I've actually been given some thought to this for the past few months while I attempt to dissect/understand PJ64.

One of the major downsides of a 32bit cpu is its lack of registers, something the N64 CPU has plenty of.
An x64 CPU has additional registers so in theory there's quite the potential speed boost to gain there.

It's just a theory though and I imagine there would have to be some kind of scheduler to keep all the registers in use.
Ah well, maybe one day I'll get to it heh.

squall_leonhart 7th August 2010 12:21 AM

RadeonUser, the usage of SSE allows the use of 8 128bit registers (16 on AMD64).

fwiw though, the original SSE was useless. However i don't see Zilmar alienating a good part of the userbase by moving to SSE2.

The only real benefit of moving to 64bit would be for the Interpreter.

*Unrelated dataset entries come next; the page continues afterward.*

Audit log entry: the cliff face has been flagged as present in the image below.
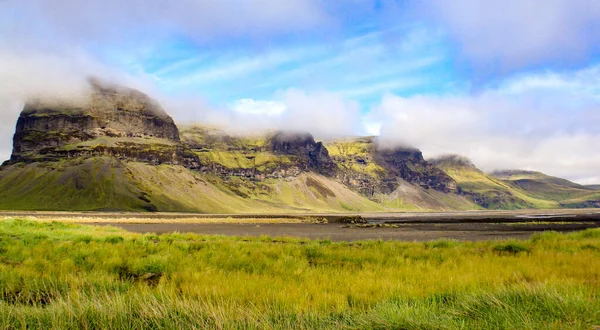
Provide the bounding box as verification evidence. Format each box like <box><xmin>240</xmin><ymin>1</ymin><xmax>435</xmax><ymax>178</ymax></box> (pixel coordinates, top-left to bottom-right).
<box><xmin>268</xmin><ymin>132</ymin><xmax>335</xmax><ymax>175</ymax></box>
<box><xmin>373</xmin><ymin>147</ymin><xmax>457</xmax><ymax>193</ymax></box>
<box><xmin>327</xmin><ymin>137</ymin><xmax>458</xmax><ymax>197</ymax></box>
<box><xmin>9</xmin><ymin>80</ymin><xmax>195</xmax><ymax>166</ymax></box>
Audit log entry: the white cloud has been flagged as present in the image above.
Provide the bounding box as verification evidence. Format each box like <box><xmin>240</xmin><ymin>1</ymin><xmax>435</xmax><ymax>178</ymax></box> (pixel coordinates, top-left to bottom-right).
<box><xmin>418</xmin><ymin>0</ymin><xmax>600</xmax><ymax>73</ymax></box>
<box><xmin>368</xmin><ymin>64</ymin><xmax>600</xmax><ymax>183</ymax></box>
<box><xmin>233</xmin><ymin>99</ymin><xmax>287</xmax><ymax>116</ymax></box>
<box><xmin>182</xmin><ymin>89</ymin><xmax>361</xmax><ymax>139</ymax></box>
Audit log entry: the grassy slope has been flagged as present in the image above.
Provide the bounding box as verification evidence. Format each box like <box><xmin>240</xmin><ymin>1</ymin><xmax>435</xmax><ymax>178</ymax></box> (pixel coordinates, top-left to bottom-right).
<box><xmin>494</xmin><ymin>171</ymin><xmax>600</xmax><ymax>204</ymax></box>
<box><xmin>325</xmin><ymin>137</ymin><xmax>480</xmax><ymax>211</ymax></box>
<box><xmin>440</xmin><ymin>165</ymin><xmax>559</xmax><ymax>209</ymax></box>
<box><xmin>0</xmin><ymin>157</ymin><xmax>382</xmax><ymax>213</ymax></box>
<box><xmin>0</xmin><ymin>220</ymin><xmax>600</xmax><ymax>329</ymax></box>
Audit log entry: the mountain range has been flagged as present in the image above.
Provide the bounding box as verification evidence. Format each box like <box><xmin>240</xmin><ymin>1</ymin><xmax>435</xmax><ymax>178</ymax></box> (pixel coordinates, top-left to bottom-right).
<box><xmin>0</xmin><ymin>79</ymin><xmax>600</xmax><ymax>213</ymax></box>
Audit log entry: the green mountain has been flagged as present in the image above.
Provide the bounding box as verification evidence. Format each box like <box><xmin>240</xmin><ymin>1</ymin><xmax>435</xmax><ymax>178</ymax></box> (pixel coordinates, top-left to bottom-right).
<box><xmin>430</xmin><ymin>155</ymin><xmax>600</xmax><ymax>209</ymax></box>
<box><xmin>0</xmin><ymin>81</ymin><xmax>598</xmax><ymax>213</ymax></box>
<box><xmin>492</xmin><ymin>170</ymin><xmax>600</xmax><ymax>207</ymax></box>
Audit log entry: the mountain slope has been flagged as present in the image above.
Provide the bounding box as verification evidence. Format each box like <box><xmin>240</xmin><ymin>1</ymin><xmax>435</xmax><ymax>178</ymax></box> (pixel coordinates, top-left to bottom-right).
<box><xmin>492</xmin><ymin>170</ymin><xmax>600</xmax><ymax>207</ymax></box>
<box><xmin>430</xmin><ymin>155</ymin><xmax>559</xmax><ymax>209</ymax></box>
<box><xmin>0</xmin><ymin>80</ymin><xmax>600</xmax><ymax>213</ymax></box>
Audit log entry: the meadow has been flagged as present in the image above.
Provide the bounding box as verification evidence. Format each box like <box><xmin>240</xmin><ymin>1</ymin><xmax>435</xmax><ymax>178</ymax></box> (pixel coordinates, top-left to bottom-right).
<box><xmin>0</xmin><ymin>219</ymin><xmax>600</xmax><ymax>329</ymax></box>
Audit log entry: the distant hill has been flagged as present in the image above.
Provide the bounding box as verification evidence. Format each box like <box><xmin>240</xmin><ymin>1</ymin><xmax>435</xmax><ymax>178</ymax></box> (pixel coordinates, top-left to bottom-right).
<box><xmin>430</xmin><ymin>155</ymin><xmax>600</xmax><ymax>209</ymax></box>
<box><xmin>430</xmin><ymin>155</ymin><xmax>559</xmax><ymax>209</ymax></box>
<box><xmin>0</xmin><ymin>80</ymin><xmax>600</xmax><ymax>213</ymax></box>
<box><xmin>492</xmin><ymin>170</ymin><xmax>600</xmax><ymax>207</ymax></box>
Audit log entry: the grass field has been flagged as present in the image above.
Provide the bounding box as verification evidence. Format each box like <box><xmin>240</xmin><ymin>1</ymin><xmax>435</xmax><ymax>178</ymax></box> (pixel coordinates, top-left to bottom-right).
<box><xmin>0</xmin><ymin>219</ymin><xmax>600</xmax><ymax>329</ymax></box>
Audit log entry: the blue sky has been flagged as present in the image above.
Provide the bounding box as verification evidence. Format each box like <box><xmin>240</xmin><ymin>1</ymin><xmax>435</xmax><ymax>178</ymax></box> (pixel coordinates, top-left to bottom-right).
<box><xmin>0</xmin><ymin>0</ymin><xmax>600</xmax><ymax>183</ymax></box>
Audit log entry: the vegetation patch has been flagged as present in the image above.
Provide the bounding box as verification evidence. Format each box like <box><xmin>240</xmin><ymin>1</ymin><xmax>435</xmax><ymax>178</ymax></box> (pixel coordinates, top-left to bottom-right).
<box><xmin>0</xmin><ymin>219</ymin><xmax>600</xmax><ymax>329</ymax></box>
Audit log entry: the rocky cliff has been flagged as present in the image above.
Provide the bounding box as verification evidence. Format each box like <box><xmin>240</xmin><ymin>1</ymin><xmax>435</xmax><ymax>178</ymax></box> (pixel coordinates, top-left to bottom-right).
<box><xmin>326</xmin><ymin>137</ymin><xmax>457</xmax><ymax>197</ymax></box>
<box><xmin>9</xmin><ymin>80</ymin><xmax>197</xmax><ymax>167</ymax></box>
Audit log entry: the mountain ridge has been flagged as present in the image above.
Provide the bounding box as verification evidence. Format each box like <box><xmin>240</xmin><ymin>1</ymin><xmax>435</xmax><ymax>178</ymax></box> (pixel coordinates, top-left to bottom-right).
<box><xmin>0</xmin><ymin>80</ymin><xmax>600</xmax><ymax>213</ymax></box>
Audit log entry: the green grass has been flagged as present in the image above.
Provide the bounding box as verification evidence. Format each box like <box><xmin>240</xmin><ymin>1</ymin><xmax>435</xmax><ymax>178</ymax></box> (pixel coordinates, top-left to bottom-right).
<box><xmin>0</xmin><ymin>219</ymin><xmax>600</xmax><ymax>329</ymax></box>
<box><xmin>441</xmin><ymin>166</ymin><xmax>559</xmax><ymax>209</ymax></box>
<box><xmin>0</xmin><ymin>157</ymin><xmax>383</xmax><ymax>213</ymax></box>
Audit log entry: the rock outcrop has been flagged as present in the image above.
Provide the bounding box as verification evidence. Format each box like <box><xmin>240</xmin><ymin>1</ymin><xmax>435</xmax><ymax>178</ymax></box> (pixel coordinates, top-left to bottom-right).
<box><xmin>327</xmin><ymin>137</ymin><xmax>458</xmax><ymax>197</ymax></box>
<box><xmin>9</xmin><ymin>79</ymin><xmax>197</xmax><ymax>167</ymax></box>
<box><xmin>267</xmin><ymin>132</ymin><xmax>335</xmax><ymax>175</ymax></box>
<box><xmin>373</xmin><ymin>147</ymin><xmax>457</xmax><ymax>194</ymax></box>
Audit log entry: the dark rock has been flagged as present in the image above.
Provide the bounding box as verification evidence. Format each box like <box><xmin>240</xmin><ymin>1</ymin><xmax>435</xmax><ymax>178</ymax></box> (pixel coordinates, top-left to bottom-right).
<box><xmin>268</xmin><ymin>132</ymin><xmax>335</xmax><ymax>175</ymax></box>
<box><xmin>9</xmin><ymin>79</ymin><xmax>199</xmax><ymax>167</ymax></box>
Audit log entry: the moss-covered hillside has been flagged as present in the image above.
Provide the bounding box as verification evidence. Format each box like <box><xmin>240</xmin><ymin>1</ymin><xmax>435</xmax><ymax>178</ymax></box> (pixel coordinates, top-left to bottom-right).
<box><xmin>431</xmin><ymin>156</ymin><xmax>600</xmax><ymax>209</ymax></box>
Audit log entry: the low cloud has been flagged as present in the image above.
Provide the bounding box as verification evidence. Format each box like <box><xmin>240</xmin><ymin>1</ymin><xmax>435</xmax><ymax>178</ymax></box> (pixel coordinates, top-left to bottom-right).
<box><xmin>172</xmin><ymin>89</ymin><xmax>361</xmax><ymax>139</ymax></box>
<box><xmin>368</xmin><ymin>64</ymin><xmax>600</xmax><ymax>183</ymax></box>
<box><xmin>417</xmin><ymin>0</ymin><xmax>600</xmax><ymax>74</ymax></box>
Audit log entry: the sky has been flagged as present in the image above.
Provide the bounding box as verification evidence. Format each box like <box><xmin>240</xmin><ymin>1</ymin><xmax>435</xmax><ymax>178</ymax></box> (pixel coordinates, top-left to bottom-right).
<box><xmin>0</xmin><ymin>0</ymin><xmax>600</xmax><ymax>184</ymax></box>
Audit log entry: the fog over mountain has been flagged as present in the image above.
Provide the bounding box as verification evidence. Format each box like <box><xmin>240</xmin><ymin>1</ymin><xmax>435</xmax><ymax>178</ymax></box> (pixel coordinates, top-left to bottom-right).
<box><xmin>0</xmin><ymin>0</ymin><xmax>600</xmax><ymax>184</ymax></box>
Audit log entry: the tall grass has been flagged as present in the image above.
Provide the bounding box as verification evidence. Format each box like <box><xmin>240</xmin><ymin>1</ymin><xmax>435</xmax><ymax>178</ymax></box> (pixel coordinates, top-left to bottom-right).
<box><xmin>0</xmin><ymin>220</ymin><xmax>600</xmax><ymax>329</ymax></box>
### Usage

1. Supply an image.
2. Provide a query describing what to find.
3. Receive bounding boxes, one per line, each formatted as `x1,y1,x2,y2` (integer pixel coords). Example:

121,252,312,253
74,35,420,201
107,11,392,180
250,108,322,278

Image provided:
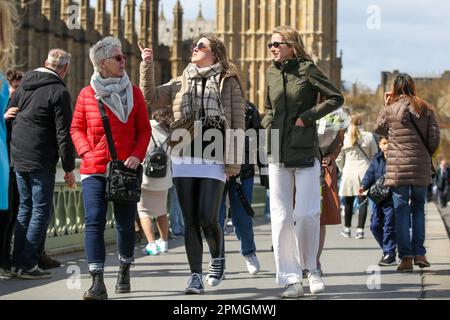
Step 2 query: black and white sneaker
184,273,205,294
17,265,53,280
378,254,397,267
206,258,225,287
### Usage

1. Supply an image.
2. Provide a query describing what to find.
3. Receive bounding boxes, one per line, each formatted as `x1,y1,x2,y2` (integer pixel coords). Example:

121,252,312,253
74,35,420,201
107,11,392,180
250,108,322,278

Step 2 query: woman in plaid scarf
140,34,245,294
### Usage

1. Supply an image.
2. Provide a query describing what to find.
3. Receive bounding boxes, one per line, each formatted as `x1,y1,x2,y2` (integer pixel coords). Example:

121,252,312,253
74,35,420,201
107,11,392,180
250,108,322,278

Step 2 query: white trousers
269,160,321,285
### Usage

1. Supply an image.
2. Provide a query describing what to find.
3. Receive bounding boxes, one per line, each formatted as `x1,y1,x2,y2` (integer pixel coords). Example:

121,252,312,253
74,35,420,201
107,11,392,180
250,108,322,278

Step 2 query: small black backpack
144,135,169,178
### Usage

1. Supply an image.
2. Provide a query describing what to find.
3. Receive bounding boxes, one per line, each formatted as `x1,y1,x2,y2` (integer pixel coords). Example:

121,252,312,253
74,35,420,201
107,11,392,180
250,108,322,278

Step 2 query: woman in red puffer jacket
70,37,151,300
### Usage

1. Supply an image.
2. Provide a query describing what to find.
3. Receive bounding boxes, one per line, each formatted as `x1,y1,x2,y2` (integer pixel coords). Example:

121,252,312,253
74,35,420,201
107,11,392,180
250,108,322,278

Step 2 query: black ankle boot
83,270,108,300
116,263,131,293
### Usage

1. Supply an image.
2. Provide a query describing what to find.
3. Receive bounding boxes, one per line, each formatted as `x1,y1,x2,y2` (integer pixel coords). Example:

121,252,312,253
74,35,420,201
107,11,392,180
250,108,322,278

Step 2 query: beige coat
336,130,378,197
140,61,245,175
375,98,440,186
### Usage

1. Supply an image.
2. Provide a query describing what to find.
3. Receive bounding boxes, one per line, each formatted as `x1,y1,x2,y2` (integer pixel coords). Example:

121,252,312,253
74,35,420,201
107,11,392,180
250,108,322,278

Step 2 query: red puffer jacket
70,86,151,174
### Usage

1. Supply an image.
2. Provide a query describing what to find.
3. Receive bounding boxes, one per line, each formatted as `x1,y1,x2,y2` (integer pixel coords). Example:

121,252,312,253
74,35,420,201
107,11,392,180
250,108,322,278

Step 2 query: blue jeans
219,178,256,256
12,171,55,270
169,185,184,235
392,186,427,259
81,176,137,270
370,203,396,257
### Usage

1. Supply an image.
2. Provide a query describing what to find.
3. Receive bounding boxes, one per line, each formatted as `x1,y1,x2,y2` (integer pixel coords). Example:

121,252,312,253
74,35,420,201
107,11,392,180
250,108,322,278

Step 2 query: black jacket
9,68,75,173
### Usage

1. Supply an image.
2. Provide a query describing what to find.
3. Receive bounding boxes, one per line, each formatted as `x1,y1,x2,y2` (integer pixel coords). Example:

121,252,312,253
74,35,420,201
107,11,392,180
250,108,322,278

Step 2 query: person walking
336,113,378,239
435,159,450,208
0,1,19,277
375,74,440,272
138,109,173,256
9,49,75,279
70,37,151,300
219,101,261,275
358,137,397,266
0,69,24,276
262,26,344,298
140,33,245,294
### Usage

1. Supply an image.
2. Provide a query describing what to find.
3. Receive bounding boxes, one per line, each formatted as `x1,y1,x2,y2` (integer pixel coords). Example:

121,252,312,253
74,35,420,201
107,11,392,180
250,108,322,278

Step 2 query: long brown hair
199,33,240,84
0,0,19,72
390,73,433,116
272,26,312,61
348,112,361,147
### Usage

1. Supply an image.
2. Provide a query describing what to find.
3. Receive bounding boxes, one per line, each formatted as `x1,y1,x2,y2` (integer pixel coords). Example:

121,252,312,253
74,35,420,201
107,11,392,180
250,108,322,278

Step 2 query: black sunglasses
191,42,209,52
267,41,288,49
106,54,127,62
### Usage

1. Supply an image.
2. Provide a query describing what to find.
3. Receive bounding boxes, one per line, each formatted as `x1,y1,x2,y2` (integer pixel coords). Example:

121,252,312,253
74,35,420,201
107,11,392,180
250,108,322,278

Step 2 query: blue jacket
0,73,9,210
361,150,386,190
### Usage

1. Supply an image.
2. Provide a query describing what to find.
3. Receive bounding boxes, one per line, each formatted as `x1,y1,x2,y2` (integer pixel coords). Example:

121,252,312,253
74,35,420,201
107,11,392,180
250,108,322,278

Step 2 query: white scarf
182,63,225,126
91,72,133,123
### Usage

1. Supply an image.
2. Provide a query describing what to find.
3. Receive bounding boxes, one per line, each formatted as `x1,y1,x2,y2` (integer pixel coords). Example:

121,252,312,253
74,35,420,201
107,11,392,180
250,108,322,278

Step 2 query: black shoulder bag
98,100,143,204
408,112,436,177
144,135,170,178
367,175,391,205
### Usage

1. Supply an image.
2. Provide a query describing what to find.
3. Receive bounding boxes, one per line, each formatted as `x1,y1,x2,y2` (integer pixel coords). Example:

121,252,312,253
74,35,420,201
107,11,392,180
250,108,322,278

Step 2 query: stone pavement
0,203,450,300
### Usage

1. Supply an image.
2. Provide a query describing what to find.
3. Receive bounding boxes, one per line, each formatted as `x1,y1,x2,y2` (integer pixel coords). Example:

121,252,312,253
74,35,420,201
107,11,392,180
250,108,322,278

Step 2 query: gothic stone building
12,0,341,112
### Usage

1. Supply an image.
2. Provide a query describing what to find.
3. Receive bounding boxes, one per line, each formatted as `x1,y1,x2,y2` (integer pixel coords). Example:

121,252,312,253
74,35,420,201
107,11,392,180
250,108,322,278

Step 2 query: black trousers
173,178,225,274
344,196,367,229
0,170,20,269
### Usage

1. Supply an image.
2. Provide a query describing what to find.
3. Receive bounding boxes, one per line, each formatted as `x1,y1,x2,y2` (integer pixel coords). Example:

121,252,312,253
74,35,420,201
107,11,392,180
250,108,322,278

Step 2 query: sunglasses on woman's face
267,41,287,49
191,42,209,52
106,54,127,62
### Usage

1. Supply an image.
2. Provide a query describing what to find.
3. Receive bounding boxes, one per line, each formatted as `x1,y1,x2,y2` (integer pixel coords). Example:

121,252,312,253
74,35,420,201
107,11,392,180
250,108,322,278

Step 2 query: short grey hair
45,49,72,69
89,37,122,72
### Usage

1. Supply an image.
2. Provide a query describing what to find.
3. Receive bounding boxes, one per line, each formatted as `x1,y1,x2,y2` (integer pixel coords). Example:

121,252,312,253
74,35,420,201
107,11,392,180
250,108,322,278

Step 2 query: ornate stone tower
216,0,341,111
170,0,184,77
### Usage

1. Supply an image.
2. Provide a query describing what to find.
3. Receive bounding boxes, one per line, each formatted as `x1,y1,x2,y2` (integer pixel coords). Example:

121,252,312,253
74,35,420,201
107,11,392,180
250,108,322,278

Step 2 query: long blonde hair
0,0,19,72
348,112,361,147
272,26,312,61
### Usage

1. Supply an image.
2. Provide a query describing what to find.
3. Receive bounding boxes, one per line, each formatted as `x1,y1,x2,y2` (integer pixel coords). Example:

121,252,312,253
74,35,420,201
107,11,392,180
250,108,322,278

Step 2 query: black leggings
173,178,225,274
344,196,367,229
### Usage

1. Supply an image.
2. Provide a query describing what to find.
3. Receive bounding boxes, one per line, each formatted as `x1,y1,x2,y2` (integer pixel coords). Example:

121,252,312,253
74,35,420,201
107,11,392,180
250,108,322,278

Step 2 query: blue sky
161,0,450,89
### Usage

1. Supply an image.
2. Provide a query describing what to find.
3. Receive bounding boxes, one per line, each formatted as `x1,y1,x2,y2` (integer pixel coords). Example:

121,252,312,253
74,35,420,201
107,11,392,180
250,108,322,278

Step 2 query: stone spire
110,0,122,38
149,0,159,48
139,0,150,47
197,2,205,21
60,0,70,23
80,0,89,30
170,0,183,77
94,0,106,35
125,0,136,44
41,0,52,21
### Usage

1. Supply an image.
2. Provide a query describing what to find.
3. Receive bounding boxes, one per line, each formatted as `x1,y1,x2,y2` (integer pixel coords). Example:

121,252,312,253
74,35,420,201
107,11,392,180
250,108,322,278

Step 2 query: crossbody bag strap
408,112,432,156
98,100,117,160
356,143,370,161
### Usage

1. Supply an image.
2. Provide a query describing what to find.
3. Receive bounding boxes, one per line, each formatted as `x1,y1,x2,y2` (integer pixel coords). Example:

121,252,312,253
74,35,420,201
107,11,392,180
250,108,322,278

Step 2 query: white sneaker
156,239,169,253
145,242,159,256
244,254,260,275
281,282,305,298
308,270,325,294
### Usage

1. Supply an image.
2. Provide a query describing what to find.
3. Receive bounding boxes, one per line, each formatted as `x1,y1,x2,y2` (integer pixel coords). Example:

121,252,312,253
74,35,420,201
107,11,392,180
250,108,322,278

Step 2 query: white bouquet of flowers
317,108,351,155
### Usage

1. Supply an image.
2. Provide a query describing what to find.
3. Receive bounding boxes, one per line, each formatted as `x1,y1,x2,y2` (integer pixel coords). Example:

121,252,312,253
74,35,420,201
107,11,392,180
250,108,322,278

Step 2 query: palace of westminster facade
12,0,342,112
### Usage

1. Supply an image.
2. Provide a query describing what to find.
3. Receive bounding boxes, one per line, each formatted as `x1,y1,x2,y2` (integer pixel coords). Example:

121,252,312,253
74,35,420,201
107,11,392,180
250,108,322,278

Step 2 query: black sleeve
55,90,75,172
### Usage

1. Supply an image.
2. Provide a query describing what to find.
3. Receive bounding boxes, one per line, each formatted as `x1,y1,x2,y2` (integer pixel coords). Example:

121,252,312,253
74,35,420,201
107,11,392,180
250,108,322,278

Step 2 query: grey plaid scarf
182,63,225,127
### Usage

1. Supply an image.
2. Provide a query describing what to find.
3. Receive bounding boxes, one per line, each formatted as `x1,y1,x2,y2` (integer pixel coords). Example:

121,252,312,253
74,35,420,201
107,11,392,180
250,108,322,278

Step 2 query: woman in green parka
262,26,344,298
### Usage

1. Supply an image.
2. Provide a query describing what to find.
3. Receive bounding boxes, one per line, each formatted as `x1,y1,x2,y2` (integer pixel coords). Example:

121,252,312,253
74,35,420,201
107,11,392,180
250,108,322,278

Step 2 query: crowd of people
0,1,442,300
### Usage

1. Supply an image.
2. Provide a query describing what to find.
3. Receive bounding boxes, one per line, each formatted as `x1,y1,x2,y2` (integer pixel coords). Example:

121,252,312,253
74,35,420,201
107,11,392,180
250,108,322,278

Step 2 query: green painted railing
45,161,265,254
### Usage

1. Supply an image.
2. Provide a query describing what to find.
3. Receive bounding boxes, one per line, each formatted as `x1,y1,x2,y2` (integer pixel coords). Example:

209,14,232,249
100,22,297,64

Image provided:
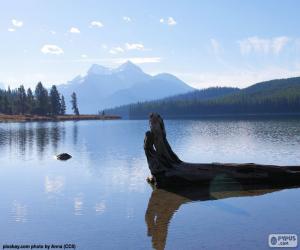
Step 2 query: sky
0,0,300,89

RadeonUser 7th August 2010 07:27 AM

I'm curious to see your data to back that up squall.
I was under the impression no one had made a real push into it due to the lack of interest from the community.

Ultimately my plans will be to create an interpreter that takes advantage of multithreading (using at least two processors and their respective registers) and possibly using directcompute.

It's a learning experience to me more than anything and it'll hopefully be relevant to my dissertation when I get around to it.